To be honest, I blame the crazy bookshop lady – she brow-beat me into getting it. It was the moment she turned to page 177 to show me the ‘contract’ that I knew it was too late – “anal fisting” she whispered gleefully, and right then I had to get it, I had to get this over-hyped, over-publicised book – purely so I could mock it. What I didn’t realise though was that my life was about change that day… and not for the better.
To which of the two persons that I am thinking about ought I to give the preference?
The choice is easy, one is no better than the other.
Before I explain how this book altered my life – and really it did, I’ll give you the breakdown (just in case you haven’t been unfortunate enough to read this literary gem):
To cut a long (and very boring) story short, the plot centres on a girl who meets an attractive, wealthy man who gives her an Audi and a mac and then she lets him beat her repeatedly because even though he’s a fruit-loop, he has a sweet sensitive side that appeals to her materialistic schizophrenic self. He wants her to be his submissive and when she doesn’t understand what he means, he recommends she look up S&M on Wikipedia. On discovering Ana’s a virgin, Christian proves he’s a real gentleman because he promptly gets that technicality out the way before he beats/strangles her. There are many sex scenes. Many. Each more excruciating than the last. Christian has a red leather “playroom”, which smells of citrus – (because obviously there is nothing sexier than the aroma of a glade candle). She never uses the word vagina. She calls it her ‘sex’. That still confuses me. She eventually gives in to the S&M, but because she’s so super independent she resists the hard-core stuff, this is S&M 101 for a modern day feminist… She runs away in the end because she realises she craves love, much the same way he has an unexplained need to give a good flogging (but mainly because E.L James realised she was onto a good thing and could squeeze at least another two books out of this non-story). Reliable sources inform me that Ana ends up pregnant and he reforms. Never saw that one coming… I wouldn’t really know though because I would sooner gouge my own eyes out than read another of these books.
My issue with this book is not that it glamourizes domestic abuse or even that is paints women in their twenties as morons, my issue is that it is written REALLY, really badly and it’s really, really boring. Until now I rated the collaborative Kardashian novel ‘Dollhouse’ (a present, I did not buy this book nor do I condone doing so) as one of the worst things I had ever read. That was until I read 50 Shades, a book so much worse that each sentence acts as a blow to the head – you are left stupider, and that is a fact.
Here are my main reservations:
- “My Inner Goddess was doing the merengue with some salsa moves” I was a happier person before being introduced to the concept of an inner goddess, I can’t get that back.
- The many references to Christian’s long elegant fingers: “He extends a long-fingered hand to me”, remind me of salad fingers. All that is conjured up is the sound of rusty spoons, it took three years to expunge that noise from my memory.

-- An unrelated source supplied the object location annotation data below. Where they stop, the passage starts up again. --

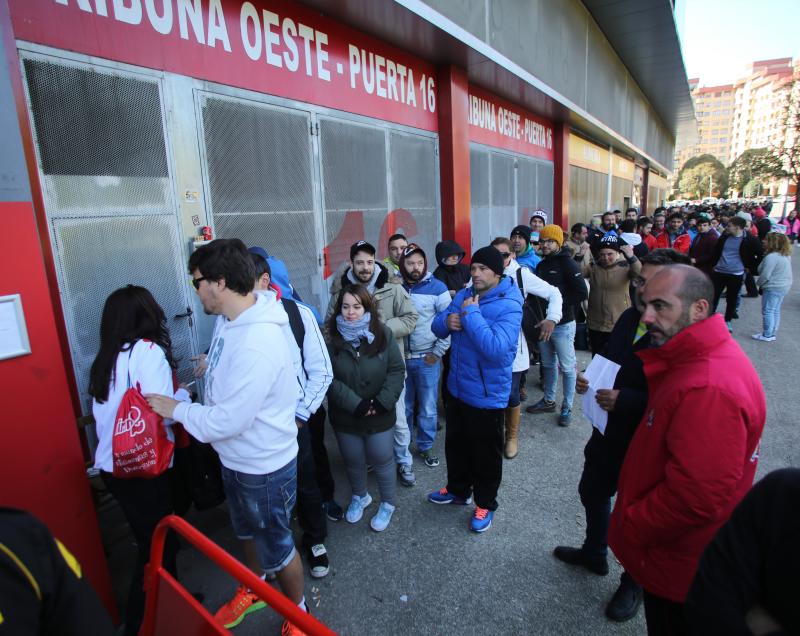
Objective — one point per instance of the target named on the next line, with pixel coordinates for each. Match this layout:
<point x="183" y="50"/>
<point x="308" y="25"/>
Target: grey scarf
<point x="352" y="332"/>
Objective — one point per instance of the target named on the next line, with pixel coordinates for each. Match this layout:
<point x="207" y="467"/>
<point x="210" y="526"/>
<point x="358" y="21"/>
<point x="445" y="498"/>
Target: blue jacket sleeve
<point x="493" y="340"/>
<point x="439" y="324"/>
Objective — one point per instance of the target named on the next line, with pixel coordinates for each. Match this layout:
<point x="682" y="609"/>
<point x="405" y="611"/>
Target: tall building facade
<point x="746" y="114"/>
<point x="760" y="105"/>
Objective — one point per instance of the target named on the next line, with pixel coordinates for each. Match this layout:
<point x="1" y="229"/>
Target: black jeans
<point x="474" y="451"/>
<point x="322" y="465"/>
<point x="446" y="397"/>
<point x="309" y="499"/>
<point x="664" y="617"/>
<point x="144" y="503"/>
<point x="731" y="284"/>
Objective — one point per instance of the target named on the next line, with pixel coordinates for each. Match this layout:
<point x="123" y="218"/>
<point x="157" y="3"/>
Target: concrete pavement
<point x="427" y="574"/>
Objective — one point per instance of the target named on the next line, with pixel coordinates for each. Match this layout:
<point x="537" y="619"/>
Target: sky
<point x="721" y="37"/>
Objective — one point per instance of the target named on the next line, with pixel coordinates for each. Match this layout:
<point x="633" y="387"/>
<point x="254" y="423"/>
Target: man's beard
<point x="364" y="275"/>
<point x="679" y="326"/>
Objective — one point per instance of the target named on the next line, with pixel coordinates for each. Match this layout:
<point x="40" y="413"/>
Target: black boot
<point x="626" y="600"/>
<point x="576" y="556"/>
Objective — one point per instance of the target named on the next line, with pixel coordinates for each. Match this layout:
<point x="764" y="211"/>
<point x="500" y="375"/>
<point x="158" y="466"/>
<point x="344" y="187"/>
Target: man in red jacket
<point x="694" y="455"/>
<point x="675" y="236"/>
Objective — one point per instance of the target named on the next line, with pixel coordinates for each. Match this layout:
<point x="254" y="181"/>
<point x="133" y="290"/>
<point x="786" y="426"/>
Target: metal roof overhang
<point x="645" y="36"/>
<point x="416" y="27"/>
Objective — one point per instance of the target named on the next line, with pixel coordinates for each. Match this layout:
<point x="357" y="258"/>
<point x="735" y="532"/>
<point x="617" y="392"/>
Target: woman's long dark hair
<point x="375" y="326"/>
<point x="130" y="314"/>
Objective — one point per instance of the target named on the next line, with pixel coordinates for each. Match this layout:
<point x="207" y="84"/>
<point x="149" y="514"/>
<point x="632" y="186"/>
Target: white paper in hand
<point x="601" y="374"/>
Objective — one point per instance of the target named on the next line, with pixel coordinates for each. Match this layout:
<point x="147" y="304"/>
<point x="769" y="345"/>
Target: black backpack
<point x="296" y="323"/>
<point x="532" y="312"/>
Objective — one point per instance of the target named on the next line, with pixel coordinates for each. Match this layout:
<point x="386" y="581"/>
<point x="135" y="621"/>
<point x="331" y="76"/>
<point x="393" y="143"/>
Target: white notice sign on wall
<point x="13" y="332"/>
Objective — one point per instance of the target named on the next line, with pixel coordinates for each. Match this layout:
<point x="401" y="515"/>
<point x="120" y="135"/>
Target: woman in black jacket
<point x="368" y="377"/>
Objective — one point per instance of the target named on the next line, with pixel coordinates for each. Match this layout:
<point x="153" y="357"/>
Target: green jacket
<point x="357" y="377"/>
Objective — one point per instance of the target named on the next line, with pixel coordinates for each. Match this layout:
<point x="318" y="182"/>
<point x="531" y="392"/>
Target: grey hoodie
<point x="251" y="392"/>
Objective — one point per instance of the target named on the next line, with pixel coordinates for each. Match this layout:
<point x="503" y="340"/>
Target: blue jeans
<point x="402" y="434"/>
<point x="513" y="398"/>
<point x="560" y="349"/>
<point x="422" y="387"/>
<point x="771" y="311"/>
<point x="260" y="507"/>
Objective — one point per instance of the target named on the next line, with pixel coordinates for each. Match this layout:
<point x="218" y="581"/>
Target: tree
<point x="787" y="145"/>
<point x="693" y="178"/>
<point x="754" y="164"/>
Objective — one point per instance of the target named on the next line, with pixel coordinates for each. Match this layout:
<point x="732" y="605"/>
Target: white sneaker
<point x="381" y="520"/>
<point x="356" y="508"/>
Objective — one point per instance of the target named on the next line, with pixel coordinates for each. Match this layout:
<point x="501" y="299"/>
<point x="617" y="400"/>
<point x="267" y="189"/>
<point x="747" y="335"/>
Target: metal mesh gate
<point x="261" y="189"/>
<point x="504" y="190"/>
<point x="110" y="209"/>
<point x="376" y="182"/>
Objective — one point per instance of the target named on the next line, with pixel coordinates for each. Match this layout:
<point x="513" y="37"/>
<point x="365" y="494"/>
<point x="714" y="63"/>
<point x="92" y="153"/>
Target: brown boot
<point x="512" y="431"/>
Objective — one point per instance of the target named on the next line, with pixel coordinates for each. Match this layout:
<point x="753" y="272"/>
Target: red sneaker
<point x="290" y="629"/>
<point x="244" y="602"/>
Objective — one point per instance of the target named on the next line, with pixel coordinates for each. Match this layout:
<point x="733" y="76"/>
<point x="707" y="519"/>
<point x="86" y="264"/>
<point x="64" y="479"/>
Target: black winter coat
<point x="561" y="270"/>
<point x="750" y="252"/>
<point x="607" y="451"/>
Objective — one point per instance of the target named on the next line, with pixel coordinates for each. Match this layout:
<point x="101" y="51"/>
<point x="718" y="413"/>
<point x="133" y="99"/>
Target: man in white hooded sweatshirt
<point x="248" y="416"/>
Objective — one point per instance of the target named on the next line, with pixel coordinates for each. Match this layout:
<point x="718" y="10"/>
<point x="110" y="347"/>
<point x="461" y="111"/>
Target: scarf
<point x="370" y="285"/>
<point x="352" y="332"/>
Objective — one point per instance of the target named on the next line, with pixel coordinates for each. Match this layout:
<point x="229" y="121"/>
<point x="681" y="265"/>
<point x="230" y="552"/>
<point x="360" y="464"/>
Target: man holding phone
<point x="483" y="323"/>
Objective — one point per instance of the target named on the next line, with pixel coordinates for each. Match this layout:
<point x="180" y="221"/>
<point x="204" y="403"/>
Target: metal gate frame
<point x="32" y="51"/>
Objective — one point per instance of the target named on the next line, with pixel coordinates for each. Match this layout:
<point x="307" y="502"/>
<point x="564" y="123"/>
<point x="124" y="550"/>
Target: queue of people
<point x="396" y="334"/>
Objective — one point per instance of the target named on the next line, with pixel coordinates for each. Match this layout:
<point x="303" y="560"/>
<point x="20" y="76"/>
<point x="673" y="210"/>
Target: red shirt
<point x="692" y="458"/>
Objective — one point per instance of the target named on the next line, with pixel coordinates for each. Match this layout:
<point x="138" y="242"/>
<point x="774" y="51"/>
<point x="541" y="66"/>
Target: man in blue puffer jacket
<point x="483" y="322"/>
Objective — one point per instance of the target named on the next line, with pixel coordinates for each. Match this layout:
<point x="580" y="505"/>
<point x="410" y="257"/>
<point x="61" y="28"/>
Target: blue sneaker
<point x="381" y="520"/>
<point x="481" y="520"/>
<point x="356" y="508"/>
<point x="444" y="497"/>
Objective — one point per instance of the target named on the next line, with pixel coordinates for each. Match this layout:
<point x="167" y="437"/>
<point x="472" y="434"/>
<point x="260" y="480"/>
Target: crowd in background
<point x="403" y="342"/>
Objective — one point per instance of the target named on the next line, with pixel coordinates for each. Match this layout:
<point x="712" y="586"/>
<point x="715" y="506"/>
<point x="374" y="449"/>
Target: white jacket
<point x="532" y="284"/>
<point x="250" y="392"/>
<point x="147" y="366"/>
<point x="312" y="367"/>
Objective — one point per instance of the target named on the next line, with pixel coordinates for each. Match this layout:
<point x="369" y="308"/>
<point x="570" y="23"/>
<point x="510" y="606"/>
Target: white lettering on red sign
<point x="484" y="114"/>
<point x="278" y="41"/>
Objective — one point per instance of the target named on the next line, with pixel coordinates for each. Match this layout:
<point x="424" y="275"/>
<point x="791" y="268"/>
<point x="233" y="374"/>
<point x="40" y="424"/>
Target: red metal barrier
<point x="170" y="609"/>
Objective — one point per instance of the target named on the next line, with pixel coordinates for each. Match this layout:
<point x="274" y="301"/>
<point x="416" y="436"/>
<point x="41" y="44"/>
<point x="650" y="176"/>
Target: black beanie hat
<point x="490" y="256"/>
<point x="524" y="231"/>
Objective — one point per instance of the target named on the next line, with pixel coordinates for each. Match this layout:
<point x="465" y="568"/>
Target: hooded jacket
<point x="692" y="459"/>
<point x="532" y="284"/>
<point x="750" y="251"/>
<point x="482" y="353"/>
<point x="430" y="297"/>
<point x="455" y="277"/>
<point x="609" y="290"/>
<point x="250" y="392"/>
<point x="702" y="250"/>
<point x="394" y="304"/>
<point x="357" y="377"/>
<point x="560" y="270"/>
<point x="529" y="259"/>
<point x="680" y="243"/>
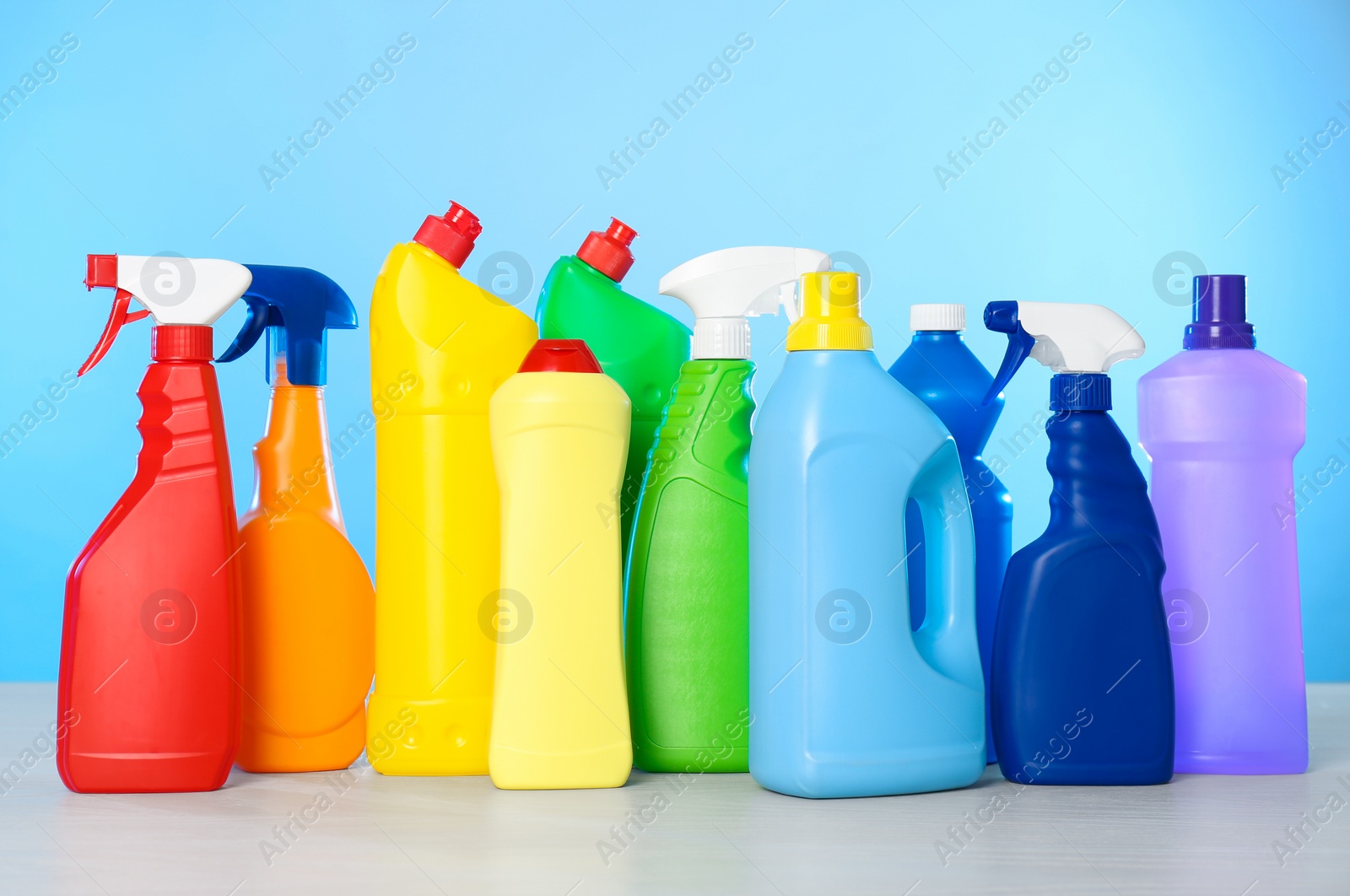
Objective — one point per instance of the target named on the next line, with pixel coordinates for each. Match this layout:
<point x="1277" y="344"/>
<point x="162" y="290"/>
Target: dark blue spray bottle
<point x="1082" y="679"/>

- “He really is beautiful; no one should be this good-looking” THIS IS NOT OK. Just because he is hot does not make it acceptable for him to beat you. Plus he clearly isn’t that good looking because he has tousled copper curls; you are attracted to side-show-Bob Anastasia, the scariest looking cartoon-man ever drawn.
- The playroom. It is red, leather and smells of citrus. The dude has a playroom, he calls it the playroom.
- There were two especially traumatising scenarios: one with a fur glove and the other with a tampon. No further comment necessary or physically possible.
- “My insides practically contort with potent, needy, liquid desire”… food-poisoning imagery, is like, so hot.
- “My inner goddess is beside herself, hopping from foot to foot. Anticipation hangs heavy over my head like a dark tropical storm cloud. Butterflies flood my belly – as well as a darker, carnal, captivating ache as I try to imagine what he will do to me” Never have I read such poetic prose. Future generations may well be reading this in the classroom, this could be the future of literature.
- He has decadent hair. Decadent hair?
I realise that in condemning this book I may well sound like a crazy bra-burner – and all I can say to the people in love with Christian is that one day he will be old, a bad business decision will mean he is bankrupt and all you are left with is a wrinkly pauper who likes to tie you up when you buy the wrong flavoured pot-noodle. The oracle is right, as always, when assessing which character is the better it is patently clear that they are both as bad as each other. And this book is truly woeful. If you buy it, you will live with it in your mind forever… it’s really not worth it.